What loss! What grief! What rupture of families--men killed, and their wives and children removed to a foreign land, never to be seen again! And God angry with us! How could we hope to intercede for their lives? Yet we did.
And a prophet of the Lord was there, whose name was Oded, and he went out before the host that came into the capital city. He prophesied unto them, and those who heard it recorded the words that he spoke. He boldly commanded them to return the captives.
Then a strange thing happened. It was as if the fear of God entered into the elders of the city. The rose up and said, "Do not bring the captives in here, for whereas we have offended against the Lord already, ye intend to add more to our sins and to our trespass: for our trespass is great."
So the armed men left the captives and the spoil before the princes and all the congregation.
Imagine our surprise, then, when the captives came walking back home--fed, clothed, and even mounted on donkeys if they were feeble! Imagine the jubilation and astonishment that spread from house to house.
My son and I rejoiced to see our people set free, and our faith was strengthened in the power of God to do the impossible.
I think the last straw was when my husband shut the doors of the house of the Lord. Did he resent my devotion? Did he jealously regard my wholehearted love to God, a love that my husband knew he would never share? Perhaps it wasn't personal and was merely another in his endless litany of atrocities, but it certainly affected me personally--and every true worshiper in Jerusalem.
So maybe that's why when my son Hezekiah became king, he made it his first act of business. He didn't waste any time. On the first day of the first month of his reign, he opened the doors of the house of the Lord, and repaired them.

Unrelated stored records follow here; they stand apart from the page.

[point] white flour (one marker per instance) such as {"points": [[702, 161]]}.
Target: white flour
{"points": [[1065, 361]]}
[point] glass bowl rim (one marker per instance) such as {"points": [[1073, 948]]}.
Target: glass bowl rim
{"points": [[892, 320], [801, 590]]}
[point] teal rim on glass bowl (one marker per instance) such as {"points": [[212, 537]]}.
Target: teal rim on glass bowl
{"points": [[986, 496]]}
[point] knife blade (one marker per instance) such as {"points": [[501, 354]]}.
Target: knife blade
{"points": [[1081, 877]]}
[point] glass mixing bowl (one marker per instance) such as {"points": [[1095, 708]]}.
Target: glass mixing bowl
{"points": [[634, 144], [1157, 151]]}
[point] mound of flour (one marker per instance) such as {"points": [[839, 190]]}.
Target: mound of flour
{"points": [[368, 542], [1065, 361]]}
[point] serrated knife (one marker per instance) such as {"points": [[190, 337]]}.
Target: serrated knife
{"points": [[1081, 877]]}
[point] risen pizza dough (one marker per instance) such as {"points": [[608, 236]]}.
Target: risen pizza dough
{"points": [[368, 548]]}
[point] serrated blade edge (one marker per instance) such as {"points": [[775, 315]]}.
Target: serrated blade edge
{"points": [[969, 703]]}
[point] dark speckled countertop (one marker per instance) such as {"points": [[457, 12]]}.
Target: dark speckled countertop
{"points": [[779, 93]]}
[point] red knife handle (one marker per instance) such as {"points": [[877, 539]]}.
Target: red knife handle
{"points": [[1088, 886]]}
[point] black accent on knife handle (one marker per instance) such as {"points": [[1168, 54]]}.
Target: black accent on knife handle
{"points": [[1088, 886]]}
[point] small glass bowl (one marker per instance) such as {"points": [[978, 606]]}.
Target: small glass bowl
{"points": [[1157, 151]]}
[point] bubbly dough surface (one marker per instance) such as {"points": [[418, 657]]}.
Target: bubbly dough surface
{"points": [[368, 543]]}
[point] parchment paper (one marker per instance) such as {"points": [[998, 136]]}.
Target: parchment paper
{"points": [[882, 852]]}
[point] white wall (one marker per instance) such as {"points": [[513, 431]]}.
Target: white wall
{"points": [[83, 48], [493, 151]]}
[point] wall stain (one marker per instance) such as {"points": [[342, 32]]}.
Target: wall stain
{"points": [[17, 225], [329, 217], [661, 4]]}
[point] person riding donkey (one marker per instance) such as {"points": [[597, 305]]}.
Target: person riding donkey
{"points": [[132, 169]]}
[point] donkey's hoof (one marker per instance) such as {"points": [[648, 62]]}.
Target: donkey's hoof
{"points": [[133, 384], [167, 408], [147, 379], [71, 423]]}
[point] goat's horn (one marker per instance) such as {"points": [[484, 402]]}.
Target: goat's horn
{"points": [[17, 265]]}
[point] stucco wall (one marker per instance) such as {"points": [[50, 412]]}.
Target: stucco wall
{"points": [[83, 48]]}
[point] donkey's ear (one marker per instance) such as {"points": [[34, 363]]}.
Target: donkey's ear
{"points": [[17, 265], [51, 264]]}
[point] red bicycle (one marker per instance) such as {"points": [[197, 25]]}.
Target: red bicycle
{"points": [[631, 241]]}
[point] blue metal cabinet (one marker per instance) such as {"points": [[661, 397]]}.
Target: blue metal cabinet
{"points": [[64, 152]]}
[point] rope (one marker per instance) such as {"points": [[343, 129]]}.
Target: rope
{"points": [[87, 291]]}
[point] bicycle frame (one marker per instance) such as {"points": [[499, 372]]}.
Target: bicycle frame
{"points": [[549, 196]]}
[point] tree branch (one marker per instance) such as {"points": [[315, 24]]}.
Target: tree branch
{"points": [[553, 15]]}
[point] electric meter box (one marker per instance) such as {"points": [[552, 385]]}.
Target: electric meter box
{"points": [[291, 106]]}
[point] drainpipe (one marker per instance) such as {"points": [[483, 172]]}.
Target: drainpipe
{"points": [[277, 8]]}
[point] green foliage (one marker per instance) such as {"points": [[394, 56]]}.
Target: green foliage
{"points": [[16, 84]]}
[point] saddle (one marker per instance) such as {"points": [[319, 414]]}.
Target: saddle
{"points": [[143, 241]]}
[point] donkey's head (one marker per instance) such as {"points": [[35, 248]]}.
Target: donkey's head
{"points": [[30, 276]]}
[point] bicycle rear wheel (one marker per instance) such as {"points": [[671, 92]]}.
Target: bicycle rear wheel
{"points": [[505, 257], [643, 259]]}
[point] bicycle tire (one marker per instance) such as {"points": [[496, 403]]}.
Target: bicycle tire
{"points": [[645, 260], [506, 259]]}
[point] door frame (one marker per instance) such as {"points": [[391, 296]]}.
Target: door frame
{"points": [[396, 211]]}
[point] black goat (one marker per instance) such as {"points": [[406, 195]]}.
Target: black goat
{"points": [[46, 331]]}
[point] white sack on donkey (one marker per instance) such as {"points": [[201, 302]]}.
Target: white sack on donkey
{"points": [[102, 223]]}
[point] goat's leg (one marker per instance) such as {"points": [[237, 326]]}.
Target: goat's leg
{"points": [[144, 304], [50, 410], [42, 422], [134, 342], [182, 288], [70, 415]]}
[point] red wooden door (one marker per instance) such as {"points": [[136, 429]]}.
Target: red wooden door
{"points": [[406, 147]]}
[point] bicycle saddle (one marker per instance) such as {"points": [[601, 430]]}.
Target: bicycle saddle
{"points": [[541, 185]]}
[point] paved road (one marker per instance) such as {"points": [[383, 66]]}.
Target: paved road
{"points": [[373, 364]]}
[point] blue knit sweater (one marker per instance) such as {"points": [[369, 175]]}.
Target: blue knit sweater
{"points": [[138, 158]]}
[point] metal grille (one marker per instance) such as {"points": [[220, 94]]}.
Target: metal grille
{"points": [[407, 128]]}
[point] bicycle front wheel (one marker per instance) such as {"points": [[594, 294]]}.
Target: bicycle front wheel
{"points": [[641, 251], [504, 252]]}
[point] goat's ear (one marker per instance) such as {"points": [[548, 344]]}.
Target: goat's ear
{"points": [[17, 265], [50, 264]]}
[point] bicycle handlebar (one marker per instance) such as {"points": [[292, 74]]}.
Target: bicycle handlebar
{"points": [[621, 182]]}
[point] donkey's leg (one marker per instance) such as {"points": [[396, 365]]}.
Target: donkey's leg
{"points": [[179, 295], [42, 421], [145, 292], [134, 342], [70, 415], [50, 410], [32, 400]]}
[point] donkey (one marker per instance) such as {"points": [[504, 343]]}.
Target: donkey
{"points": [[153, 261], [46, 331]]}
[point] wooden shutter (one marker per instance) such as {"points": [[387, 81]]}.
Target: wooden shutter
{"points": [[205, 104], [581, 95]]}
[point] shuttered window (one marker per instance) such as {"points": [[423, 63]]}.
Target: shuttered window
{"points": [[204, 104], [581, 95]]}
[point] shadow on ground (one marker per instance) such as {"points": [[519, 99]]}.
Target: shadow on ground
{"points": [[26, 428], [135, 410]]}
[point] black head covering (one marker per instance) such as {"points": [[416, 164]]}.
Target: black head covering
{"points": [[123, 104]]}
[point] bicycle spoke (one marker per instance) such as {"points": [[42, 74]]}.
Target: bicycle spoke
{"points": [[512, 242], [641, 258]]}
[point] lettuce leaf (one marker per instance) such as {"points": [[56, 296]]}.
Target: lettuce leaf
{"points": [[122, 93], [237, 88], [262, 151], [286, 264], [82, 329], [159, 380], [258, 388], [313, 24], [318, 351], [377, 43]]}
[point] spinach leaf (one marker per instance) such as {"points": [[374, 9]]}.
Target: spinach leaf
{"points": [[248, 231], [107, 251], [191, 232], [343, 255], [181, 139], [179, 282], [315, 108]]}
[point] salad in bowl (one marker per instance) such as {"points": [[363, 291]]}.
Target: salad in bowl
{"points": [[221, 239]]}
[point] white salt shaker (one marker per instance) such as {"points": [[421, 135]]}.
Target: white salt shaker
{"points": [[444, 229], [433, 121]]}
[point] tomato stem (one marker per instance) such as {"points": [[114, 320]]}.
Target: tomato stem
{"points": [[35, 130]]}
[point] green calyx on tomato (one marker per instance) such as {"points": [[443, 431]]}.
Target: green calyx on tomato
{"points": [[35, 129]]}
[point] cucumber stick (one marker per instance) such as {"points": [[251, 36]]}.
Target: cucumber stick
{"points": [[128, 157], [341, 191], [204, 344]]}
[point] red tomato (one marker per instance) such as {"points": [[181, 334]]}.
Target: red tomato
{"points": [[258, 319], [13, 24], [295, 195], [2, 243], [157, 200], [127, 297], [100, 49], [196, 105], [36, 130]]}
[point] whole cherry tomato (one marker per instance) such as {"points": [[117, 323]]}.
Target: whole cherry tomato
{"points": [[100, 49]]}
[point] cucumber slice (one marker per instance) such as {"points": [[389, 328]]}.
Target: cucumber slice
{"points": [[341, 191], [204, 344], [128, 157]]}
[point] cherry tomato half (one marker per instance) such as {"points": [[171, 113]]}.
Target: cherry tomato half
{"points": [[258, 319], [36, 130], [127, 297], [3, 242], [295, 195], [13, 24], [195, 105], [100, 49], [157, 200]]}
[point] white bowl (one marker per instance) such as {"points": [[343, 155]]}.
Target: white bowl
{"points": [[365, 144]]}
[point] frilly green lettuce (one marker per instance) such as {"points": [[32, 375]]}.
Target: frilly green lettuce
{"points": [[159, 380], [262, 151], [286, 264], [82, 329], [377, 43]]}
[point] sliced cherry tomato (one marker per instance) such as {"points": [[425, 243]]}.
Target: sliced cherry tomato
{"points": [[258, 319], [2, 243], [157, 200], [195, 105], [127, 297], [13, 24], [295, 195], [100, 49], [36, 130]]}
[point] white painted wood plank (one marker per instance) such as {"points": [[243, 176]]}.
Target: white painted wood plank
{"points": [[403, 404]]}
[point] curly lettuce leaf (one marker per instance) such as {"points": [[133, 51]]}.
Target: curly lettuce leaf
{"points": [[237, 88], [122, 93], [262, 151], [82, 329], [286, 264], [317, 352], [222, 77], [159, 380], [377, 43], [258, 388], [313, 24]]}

Ah, what joy! He turned completely away from the ways of his father and reversed all his work. He walked in God's ways, kept the feasts, and trusted in the Lord to deliver him from his enemies. God blessed him and rewarded him and spoke very highly of him.
So you see--my marriage, my grief, my pain all had a purpose. I don't look at my suffering and say "why"; I look at the privilege of being allowed to participate in building a man of God whom all of history remembers.
Me? I'm only remembered by, "And his mother's name was Abi, the daughter of Zechariah." But I think that says it all.
Inspired by 1 Kings 16:1-20, 18:1-8, 2 Chronicles 26:5, 28:1-27, and 29:1-3.